In transitioning from the spreadsheet-based workflow representation to CWL + RO-Crate, several key issues must be addressed:
During workflow execution, some datasets may be updated, altering their content. However, in the spreadsheet-based representation, there is no tracking of which specific version of the updated dataset is used at each step.
To address this, we could implement a dataset versioning strategy, where each updated dataset is assigned a new version identifier. Several approaches can be considered:
-
Semantic-free versioning: The updated dataset receives a new, arbitrary identifier. In this case, additional metadata is required to capture the version’s origin, its relationship to previous versions, and how it was generated.
-
Semantic-rich versioning: The updated dataset’s identifier encodes information about:
- The temporal relationship between the new and old versions.
- The process by which the new version was derived from the previous one.
-
Hybrid approach: The dataset ID contains meaningful information about both its version and its provenance, reducing the need for additional metadata while maintaining clarity about dataset lineage.

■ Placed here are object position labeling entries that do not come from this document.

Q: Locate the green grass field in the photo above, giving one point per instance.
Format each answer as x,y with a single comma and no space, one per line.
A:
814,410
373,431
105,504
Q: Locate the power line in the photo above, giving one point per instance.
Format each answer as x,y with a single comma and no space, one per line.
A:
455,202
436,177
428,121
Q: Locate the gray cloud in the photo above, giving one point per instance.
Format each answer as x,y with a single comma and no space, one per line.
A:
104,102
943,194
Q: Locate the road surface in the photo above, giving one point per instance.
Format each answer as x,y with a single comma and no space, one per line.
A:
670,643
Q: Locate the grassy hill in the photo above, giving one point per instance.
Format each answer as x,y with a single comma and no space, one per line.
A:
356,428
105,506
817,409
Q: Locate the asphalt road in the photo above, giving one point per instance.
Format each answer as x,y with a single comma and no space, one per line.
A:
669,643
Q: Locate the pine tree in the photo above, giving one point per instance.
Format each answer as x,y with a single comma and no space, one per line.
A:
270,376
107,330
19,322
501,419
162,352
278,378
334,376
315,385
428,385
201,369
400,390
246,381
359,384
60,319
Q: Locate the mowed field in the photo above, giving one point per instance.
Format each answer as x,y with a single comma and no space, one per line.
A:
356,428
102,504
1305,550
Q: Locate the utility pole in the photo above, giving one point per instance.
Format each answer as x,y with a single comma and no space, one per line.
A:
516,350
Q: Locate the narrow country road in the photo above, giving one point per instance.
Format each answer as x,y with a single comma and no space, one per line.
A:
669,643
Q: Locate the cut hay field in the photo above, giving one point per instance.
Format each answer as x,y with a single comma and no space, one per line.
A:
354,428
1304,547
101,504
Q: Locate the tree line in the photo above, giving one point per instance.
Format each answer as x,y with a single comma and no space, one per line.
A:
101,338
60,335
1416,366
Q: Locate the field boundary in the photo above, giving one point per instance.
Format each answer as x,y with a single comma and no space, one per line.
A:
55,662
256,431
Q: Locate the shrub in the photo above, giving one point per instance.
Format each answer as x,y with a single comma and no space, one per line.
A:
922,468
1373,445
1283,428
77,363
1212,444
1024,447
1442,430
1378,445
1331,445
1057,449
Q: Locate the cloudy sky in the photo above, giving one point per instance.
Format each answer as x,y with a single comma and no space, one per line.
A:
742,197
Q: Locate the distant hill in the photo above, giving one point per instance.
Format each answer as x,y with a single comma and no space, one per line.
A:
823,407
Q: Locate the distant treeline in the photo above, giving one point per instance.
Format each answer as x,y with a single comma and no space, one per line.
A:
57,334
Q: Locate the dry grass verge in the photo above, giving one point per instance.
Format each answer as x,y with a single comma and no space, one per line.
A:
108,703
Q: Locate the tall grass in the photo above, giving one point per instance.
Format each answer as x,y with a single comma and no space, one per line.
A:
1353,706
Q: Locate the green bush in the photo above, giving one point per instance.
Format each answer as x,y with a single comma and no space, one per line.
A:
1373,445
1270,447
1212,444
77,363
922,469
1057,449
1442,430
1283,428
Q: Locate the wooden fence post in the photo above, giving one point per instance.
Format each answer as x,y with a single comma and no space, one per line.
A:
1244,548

In the spreadsheet-based workflow, certain SSs and STs may have direct relationships that do not involve specific DTs as input or output. These connections often represent small pieces of information being passed between steps, so explicit datasets were not initially defined in the spreadsheet.
However, CWL requires dependencies between workflow steps to be defined through data inputs and outputs. To accommodate this, we can either introduce "temporary" datasets in the spreadsheets to represent these relationships, or we can define ad-hoc connections between SSs and STs. This approach would allow for the automatic generation of "temporary" dependencies when converting the workflow to CWL, without modifying the original spreadsheets.
CWL workflows are modeled as Acyclic Directed Graphs, meaning that cycles (where a step depends on itself, directly or indirectly) are not allowed. In the spreadsheets, some cyclic dependencies appear, likely due to:
- Possible errors in the description
- Usage of updated dataset using the original dataset's name
These cycles must be corrected before the workflow can be properly represented in CWL.
Some steps in the spreadsheets consist only of manually gathering data, which could be simplified:
- These steps can be removed and replaced by global CWL inputs.
- Some steps lack inputs, outputs, or both, indicating potential errors in the spreadsheet that should be addressed before conversion.
The following tables are crucial for converting the spreadsheet into CWL:
- ST-WF: Maps which steps (ST) are used in which workflows (WF).
- SS-ST: Describes which software or service (SS) is used in each sub-workflow (ST).
- DT-SS: Defines dependencies between datasets (DT) and steps (SS) in a sub-workflow.
- DT-ST: Captures dependencies between datasets and steps in the top-level workflow.
Any errors or inconsistencies in these tables must be resolved to ensure a valid CWL representation.
For the ro-crate-metadata.json
file, it is essential to have as much information as possible about the workflows, steps, datasets, and services.